How This Comparator Works
The new tax regime (default from FY 2023-24) offers lower tax rates but strips away most deductions. The old regime keeps higher rates but lets you claim 80C, 80D, HRA, home loan interest, and more. The right choice depends entirely on your specific deduction profile.
This tool calculates tax under both regimes simultaneously, factoring in all your deductions, and shows the exact rupee difference. No more guessing.
Key Budget 2025 Changes
- No tax up to ₹12.75 lakh for salaried individuals under new regime (₹12L taxable income + ₹75K standard deduction)
- Standard deduction raised to ₹75,000 in new regime (was ₹50,000)

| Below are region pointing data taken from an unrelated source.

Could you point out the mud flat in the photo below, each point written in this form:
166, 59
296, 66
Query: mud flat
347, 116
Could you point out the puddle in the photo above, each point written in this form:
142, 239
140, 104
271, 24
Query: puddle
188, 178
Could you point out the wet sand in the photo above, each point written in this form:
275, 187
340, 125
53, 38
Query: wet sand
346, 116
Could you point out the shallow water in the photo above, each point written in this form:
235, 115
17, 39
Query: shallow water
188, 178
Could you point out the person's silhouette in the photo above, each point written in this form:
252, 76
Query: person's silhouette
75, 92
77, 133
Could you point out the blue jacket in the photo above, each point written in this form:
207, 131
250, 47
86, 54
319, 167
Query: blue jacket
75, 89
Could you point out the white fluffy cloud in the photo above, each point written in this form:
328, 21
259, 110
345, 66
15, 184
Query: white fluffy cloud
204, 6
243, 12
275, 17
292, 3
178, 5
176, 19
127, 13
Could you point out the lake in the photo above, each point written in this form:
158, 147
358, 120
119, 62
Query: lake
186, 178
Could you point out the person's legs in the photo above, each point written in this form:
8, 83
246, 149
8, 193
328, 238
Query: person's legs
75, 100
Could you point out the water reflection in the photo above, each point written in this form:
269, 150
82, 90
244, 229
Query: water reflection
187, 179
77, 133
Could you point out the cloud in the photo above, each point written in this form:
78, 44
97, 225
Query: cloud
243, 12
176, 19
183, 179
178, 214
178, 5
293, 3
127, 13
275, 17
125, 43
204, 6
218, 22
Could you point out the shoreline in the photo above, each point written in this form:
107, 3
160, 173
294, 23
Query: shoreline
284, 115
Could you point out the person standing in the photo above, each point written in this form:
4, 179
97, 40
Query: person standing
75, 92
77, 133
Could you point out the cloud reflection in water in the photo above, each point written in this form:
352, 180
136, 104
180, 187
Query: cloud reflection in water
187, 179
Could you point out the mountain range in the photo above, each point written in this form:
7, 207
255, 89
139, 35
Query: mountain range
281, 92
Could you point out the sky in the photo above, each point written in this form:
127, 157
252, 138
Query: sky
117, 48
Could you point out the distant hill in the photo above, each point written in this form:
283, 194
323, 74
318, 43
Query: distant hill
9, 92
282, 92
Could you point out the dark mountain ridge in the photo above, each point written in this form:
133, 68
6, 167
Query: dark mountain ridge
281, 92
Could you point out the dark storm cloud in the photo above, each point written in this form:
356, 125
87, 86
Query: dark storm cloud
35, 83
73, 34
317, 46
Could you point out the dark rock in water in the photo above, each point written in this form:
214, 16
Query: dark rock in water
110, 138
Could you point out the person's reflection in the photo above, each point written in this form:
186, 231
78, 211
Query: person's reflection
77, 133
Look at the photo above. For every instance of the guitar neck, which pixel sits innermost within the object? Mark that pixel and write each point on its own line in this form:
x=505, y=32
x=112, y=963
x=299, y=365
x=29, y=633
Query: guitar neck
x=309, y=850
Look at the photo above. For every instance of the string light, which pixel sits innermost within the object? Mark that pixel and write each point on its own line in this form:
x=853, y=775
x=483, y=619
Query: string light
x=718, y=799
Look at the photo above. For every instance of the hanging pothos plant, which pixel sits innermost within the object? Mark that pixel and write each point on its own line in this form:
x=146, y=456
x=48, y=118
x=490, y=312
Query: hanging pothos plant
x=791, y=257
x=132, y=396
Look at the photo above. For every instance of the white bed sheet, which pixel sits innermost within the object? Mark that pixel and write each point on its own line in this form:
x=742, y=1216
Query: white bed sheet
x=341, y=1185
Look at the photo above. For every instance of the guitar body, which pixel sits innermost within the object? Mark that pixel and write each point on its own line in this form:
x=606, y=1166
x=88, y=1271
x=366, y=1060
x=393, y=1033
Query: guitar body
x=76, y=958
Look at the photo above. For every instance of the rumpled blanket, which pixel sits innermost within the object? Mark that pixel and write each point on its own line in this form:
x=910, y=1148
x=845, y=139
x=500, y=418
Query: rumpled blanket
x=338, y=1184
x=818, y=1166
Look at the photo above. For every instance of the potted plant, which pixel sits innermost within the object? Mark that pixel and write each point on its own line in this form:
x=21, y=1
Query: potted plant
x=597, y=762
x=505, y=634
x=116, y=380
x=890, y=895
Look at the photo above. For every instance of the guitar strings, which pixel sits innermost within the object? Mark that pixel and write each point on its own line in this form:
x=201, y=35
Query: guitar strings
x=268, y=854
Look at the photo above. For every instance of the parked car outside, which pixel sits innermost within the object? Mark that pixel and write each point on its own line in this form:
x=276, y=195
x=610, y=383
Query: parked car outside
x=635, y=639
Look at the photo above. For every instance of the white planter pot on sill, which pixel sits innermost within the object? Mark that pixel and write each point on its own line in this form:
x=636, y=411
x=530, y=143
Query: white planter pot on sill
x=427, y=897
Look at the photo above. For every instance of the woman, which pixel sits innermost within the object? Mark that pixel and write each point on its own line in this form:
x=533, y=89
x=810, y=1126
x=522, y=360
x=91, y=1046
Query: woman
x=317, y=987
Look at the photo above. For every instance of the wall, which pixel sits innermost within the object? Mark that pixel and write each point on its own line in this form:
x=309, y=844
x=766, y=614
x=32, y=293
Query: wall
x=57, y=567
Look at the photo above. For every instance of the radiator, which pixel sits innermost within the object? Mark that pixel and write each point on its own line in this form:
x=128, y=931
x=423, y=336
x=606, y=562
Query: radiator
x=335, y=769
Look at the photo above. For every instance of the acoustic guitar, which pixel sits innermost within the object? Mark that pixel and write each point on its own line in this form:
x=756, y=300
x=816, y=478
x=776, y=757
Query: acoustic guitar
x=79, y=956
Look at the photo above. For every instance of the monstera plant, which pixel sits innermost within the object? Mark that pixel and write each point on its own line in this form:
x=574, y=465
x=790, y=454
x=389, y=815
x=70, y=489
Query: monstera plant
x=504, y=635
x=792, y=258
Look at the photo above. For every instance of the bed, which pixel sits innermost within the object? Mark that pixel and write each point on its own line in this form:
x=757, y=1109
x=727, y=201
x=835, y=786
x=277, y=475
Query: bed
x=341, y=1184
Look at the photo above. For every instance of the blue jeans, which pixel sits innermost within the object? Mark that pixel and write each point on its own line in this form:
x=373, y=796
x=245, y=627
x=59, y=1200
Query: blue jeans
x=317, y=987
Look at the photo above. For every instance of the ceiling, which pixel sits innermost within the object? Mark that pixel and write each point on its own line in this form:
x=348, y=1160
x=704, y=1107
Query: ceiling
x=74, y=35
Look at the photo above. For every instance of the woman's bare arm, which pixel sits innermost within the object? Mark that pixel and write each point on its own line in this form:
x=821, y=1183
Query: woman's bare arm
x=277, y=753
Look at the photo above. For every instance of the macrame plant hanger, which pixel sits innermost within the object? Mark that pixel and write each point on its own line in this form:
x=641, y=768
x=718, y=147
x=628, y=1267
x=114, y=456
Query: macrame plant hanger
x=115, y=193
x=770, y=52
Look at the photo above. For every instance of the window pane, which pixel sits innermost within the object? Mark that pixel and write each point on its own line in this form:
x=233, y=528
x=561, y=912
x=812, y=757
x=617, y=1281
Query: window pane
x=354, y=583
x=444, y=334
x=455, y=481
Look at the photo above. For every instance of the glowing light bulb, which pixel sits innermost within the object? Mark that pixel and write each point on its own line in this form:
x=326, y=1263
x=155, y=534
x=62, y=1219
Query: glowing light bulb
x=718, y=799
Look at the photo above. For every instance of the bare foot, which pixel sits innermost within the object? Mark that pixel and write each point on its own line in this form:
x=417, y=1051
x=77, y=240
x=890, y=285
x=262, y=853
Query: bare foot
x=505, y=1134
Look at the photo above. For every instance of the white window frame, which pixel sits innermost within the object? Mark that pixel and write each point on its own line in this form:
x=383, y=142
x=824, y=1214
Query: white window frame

- New regime is default — you must explicitly choose old regime each year
- Revised slabs — wider brackets with lower rates in new regime
When is Old Regime Better?
The old regime wins when your total deductions are high. Typical scenarios:
- Salaried with HRA + home loan: If you claim HRA exemption AND Section 24 home loan interest (up to ₹2L), old regime often wins
- Max 80C + 80D + NPS: ₹1.5L (80C) + ₹75K (80D family) + ₹50K (NPS) = ₹2.75L in deductions alone
- High rent metro cities: HRA exemption can be ₹2-4L in Mumbai/Delhi/Bangalore
Rule of thumb: if your total deductions exceed ~₹3.75 lakh, run the numbers. Below that, new regime almost always wins.